Hacker News new | ask | show | jobs
by sparkie 1105 days ago
Codepoints themselves could technically all fit into 3 bytes (or 21 bits to be precise), but there is no standard 3-byte encoding. The highest Unicode codepoint is 0x10FFFF.

An idea for a variable width encoding of 1 to 3 bytes: Read the MSB of each byte: If it's 0, don't read any more bytes. If it's 1, read the next byte. Do the same (up to 3 times). The non MSB bits of each byte then make up the codepoint.

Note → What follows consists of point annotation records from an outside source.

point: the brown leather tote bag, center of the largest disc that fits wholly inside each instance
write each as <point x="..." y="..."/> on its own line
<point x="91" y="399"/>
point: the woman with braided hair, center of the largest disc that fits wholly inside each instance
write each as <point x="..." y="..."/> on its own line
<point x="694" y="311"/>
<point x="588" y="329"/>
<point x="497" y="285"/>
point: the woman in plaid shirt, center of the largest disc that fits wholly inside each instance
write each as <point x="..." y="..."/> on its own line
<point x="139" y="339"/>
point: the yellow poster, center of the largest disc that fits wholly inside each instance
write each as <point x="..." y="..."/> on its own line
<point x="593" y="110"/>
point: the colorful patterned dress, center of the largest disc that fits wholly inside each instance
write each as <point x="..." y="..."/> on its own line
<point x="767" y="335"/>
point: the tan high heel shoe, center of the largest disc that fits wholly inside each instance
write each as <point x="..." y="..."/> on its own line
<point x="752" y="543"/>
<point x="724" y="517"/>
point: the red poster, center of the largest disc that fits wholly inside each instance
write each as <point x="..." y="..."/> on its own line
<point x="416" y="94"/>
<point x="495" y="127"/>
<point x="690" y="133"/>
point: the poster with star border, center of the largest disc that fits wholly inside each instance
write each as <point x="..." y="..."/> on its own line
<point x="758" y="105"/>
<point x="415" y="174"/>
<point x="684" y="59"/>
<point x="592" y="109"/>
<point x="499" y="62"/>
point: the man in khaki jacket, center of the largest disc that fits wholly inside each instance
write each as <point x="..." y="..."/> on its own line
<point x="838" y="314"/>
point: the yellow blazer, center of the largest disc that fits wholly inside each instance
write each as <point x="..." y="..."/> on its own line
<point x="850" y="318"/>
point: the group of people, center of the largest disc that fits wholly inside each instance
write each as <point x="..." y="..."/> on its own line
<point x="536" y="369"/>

    0xxxxxxx                    (ASCII)
    1xxxxxxx 0xxxxxxx           (0x0080 - 0x3FFF)
    1xxxxxxx 1xxxxxxx 0xxxxxxx  (0x4000 - 0x1FFFFF)
If the Unicode range grew in future to require further bits you could use the same technique by allowing greater than 3 bytes.

    1xxxxxxx 1xxxxxxx 1xxxxxxx 0xxxxxxx (0x200000 - 0x10000000)
The obvious drawback to this approach is that it is inherently serial. You need to read each byte before considering the next, so it would perform worse than UTF-8 in most cases.

Another drawback is that it is not self-synchronizing, which is one of the benefits of UTF-8.

It also has the issue that you can represent some codepoints with more than one encoding: eg, put ASCII characters into 2 or 3 bytes. So you would need rules to use the minimal encoding for each codepoint.

As a space-saving technique, it may offer better density than UTF-8 or UTF-16 on some texts.

You could also use a fixed-width encoding of 24-bits to avoid the problem of reading it serially, but as computers typically work in powers of 2, you would align 24-bit values at 32-bit addresses and load them into 32-bit+ registers, so there's nothing to really gain in terms of performance here over UTF-32, but you could save a bit of space.

1 comments

Isn't this just utf8 without information on how many of the following bytes belong to the glyph?
It's more compact than UTF-8 because fewer bits are used for the encoding itself. There are 24 bits, and only 3 bits are used as part of the encoding, with the other 21 bits representing the code-point. (Precisely the number we need to represent all Unicode).

In UTF-8, a 3-byte encoding uses 8-bits as part of the encoding, a full byte worth of bits for the encoding itself, leaving only 16-bits for the codepoint. If you need higher code-points you need to use 4 bytes, where 11 bytes are the encoding and 21 bytes are the codepoint.

So UTF-8 is space efficient for ASCII, but ~1/3 of the bits are used for the encoding in for non-ASCII, versus a fixed 1/8 of the bits used for the encoding above for all 1-3 bytes. The above has a fixed 12.5% space overhead over raw codepoints. UTF-8 has 12.5% only for ASCII, and ~33% overhead for everything else.

Although it is not self-synchronizing like UTF-8, you can synchronize a reliable stream by holding a buffer of the previous byte. If the previous byte's value is >=0x80, the current byte is part of the same character. If it's <0x80, the current byte is the start of a new character, so it's still possible to do substring matching etc, fairly efficiently but slightly less efficiently than UTF-8. It makes it suitable for file storage, but not ideal for transmission.

That said, most sane protocols will prefix a string with a length (in bytes), so self-synchronization is not always an issue.